In recent years, Chicago Public Schools has rolled out bonus pay for administrators and teachers.

Now, the district is considering merit pay for principals; specifically, tying a portion of their salaries to student test scores, attendance and, for high schools, freshman on-track rates.

Also on the table is a proposal to scrap principals’ graduated pay scale, which is based on school size and can range from $118,000 to $160,000, and replace it with a flat salary of $125,000 a year.

The idea is to financially reward principals for improving bottom-line results under the most challenging circumstances, explains CPS Chief Administrative Officer M. Hill Hammock. “We have been challenged by [CEO Arne Duncan] to think about how to reward principals who have been doing a good job and who are working in difficult schools,” he says.


Why this matters

Chicago is one of a growing number of school districts looking to reward principals financially for raising student achievement. But local principals are so far skeptical about what’s being discussed, and there’s little research to make the case. According to one report:

  • Nationally, most school districts base principal pay on experience, school size or location and other factors not directly related linked to student performance.
  • Not enough research has been done to make a direct connection between a principal’s actions or skills and student performance.
  • Policy recommendations include getting more districts to experiment with merit pay for principals and developing new models of principal compensation.

Merit pay plans for educators—and for principals in particular—have been gaining traction nationally. Currently, at least 30 school districts across the country have either launched or are considering performance pay initiatives for principals. Yet, according to a report published by the Center for American Progress, a progressive policy think tank, little research has been done to directly link what principals do and how they are paid to student achievement.

“There are theories that link principal pay to performance, but there has not been a lot of experimentation to know if this is a good thing,” says researcher Dan Goldhaber of the University of Washington who conducted the study.  “Caution is warranted.”

High-profile programs include Houston, where merit pay for principals and teachers is linked; and Pittsburgh, where principals’ bonuses are based in part on meeting goals, like improved parent involvement, that are tailored to individual schools.
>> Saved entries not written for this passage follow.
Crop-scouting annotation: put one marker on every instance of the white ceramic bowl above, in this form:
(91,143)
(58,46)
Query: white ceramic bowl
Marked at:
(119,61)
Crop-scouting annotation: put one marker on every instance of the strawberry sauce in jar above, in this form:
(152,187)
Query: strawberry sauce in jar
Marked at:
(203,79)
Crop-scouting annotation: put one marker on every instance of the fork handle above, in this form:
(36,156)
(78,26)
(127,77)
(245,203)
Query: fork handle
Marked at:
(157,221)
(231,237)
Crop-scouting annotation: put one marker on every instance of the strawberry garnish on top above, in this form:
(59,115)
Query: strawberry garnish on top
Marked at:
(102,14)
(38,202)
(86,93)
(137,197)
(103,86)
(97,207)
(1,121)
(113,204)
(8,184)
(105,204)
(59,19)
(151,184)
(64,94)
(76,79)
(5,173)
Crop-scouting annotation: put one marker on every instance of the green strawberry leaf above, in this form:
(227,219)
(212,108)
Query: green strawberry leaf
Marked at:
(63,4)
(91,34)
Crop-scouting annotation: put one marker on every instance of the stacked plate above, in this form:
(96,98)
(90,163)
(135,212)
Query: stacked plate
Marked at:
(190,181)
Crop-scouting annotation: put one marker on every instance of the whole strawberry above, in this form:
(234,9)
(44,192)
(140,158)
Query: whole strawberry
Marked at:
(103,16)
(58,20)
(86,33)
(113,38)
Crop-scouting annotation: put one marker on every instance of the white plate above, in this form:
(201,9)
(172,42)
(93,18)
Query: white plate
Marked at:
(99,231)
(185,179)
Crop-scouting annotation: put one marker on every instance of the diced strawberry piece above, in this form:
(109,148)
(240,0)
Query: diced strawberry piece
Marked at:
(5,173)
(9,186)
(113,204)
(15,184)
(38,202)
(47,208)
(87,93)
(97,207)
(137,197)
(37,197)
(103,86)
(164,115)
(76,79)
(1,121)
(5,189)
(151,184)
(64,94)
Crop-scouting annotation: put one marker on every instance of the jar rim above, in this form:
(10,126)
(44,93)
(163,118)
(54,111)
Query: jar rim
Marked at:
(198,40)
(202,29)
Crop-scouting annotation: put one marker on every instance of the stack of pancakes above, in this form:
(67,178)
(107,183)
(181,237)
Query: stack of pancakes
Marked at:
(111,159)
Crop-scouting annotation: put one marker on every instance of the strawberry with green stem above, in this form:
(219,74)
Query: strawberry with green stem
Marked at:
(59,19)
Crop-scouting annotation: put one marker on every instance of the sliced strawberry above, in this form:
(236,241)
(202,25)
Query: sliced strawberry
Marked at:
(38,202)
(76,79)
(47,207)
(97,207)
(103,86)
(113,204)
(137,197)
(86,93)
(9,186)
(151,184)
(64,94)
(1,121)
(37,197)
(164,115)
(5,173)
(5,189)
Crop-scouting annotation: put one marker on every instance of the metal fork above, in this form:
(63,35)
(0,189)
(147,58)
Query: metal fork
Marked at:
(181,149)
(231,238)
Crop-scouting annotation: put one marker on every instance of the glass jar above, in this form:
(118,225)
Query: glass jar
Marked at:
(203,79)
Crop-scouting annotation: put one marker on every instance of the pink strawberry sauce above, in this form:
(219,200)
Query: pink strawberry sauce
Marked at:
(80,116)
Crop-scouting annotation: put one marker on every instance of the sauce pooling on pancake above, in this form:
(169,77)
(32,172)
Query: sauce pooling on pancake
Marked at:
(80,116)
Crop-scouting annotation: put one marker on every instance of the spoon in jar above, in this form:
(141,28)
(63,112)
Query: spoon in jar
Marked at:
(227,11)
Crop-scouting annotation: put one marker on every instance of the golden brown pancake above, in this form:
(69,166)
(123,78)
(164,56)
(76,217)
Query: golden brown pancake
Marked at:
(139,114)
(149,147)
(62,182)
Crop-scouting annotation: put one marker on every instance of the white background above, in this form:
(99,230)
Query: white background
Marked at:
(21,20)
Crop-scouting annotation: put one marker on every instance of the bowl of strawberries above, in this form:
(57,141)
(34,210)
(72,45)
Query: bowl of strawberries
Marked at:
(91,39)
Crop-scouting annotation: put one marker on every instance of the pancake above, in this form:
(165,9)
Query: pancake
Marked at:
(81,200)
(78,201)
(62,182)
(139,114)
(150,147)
The effort underway in New York City, which rewards principals for working in high-needs areas, as well as for student and school performance, is also being closely watched.

Still, despite a number of evaluations of New York’s principal pay program, it is hard to tell if a boost in student achievement is directly connected to principal pay incentives, Goldhaber says.

“New York is trying a host of things, so it would be hard to pin it down,” he explains.

Here, one supporter of principal merit pay, the Chicago Public Education Fund, plans to invest heavily in the effort. Performance pay for principals and teachers is one of four priorities for the Fund’s recently launched $30 million investment fund.

“The system is eager to do this, and we do want principals to be compensated as professionals,” says President Janet Knupp.

‘This has been an ambush’

Yet principals are wary of the district’s proposal, and leaders of the Chicago Principals and Administrators Association, which operates like a union for principals and assistant principals, are angry that they had no input.  

“This has been an ambush,” says President Clarice Berry, who learned about the proposal when a “discussion document” was leaked to her a couple of months ago. “We are having our complete compensation structure demolished.”

Berry argued that the bonus proposal based solely on academic performance leaves out other important responsibilities that fall to principals, like hiring the best teachers and making sure schools are safe. “What principals do is very complex,” she says.

One principal, who did not want to be identified by name, noted that the proposal under consideration would make it more difficult to recruit principals to lead the district’s neediest schools. For instance, choosing between two schools with similarly challenging students, “one has 200 students and the other has 800, and you get the same pay, you’ll take the school with the smaller number of students and staff,” the principal says.

To run a school effectively, principals’ skills must match the needs of individual schools and their student body, says Joan Crisler, a former elementary school principal who now runs the citywide principal training program CLASS. A principal running Marshall, a neighborhood high school in an impoverished community, is going to manage the school differently than a principal at North Side College Prep, a top-scoring selective high school, Crisler notes.

“And size matters,” she adds. “If someone says that it doesn’t take much more to run a school with 2,000 students than it does with 200 students, well, that’s not true.”

Principal Amy Rome at National Teachers Academy likes the idea of holding principals accountable to meeting performance targets, but says she is concerned about the possibility that schools would be compared unfairly. 

“I would never make excuses for my children,” Rome says.

CPS hiring executive pay consultants
 
However, in the midst of the uproar, district officials say the furor over the proposed plan is premature. 

“These were first thoughts,” says Hammock.

In mid-October, the district was close to hiring executive compensation consulting firm Towers Perrin to develop a performance pay plan for principals.

“This is sensitive and complicated,” Hammock says. “We want them to help us figure out the best way to do this.”

Berry says she is willing to consider bonuses if the existing graduated pay scale for principals remains in place.

District officials are aiming to roll out merit pay for principals as early as July 2009.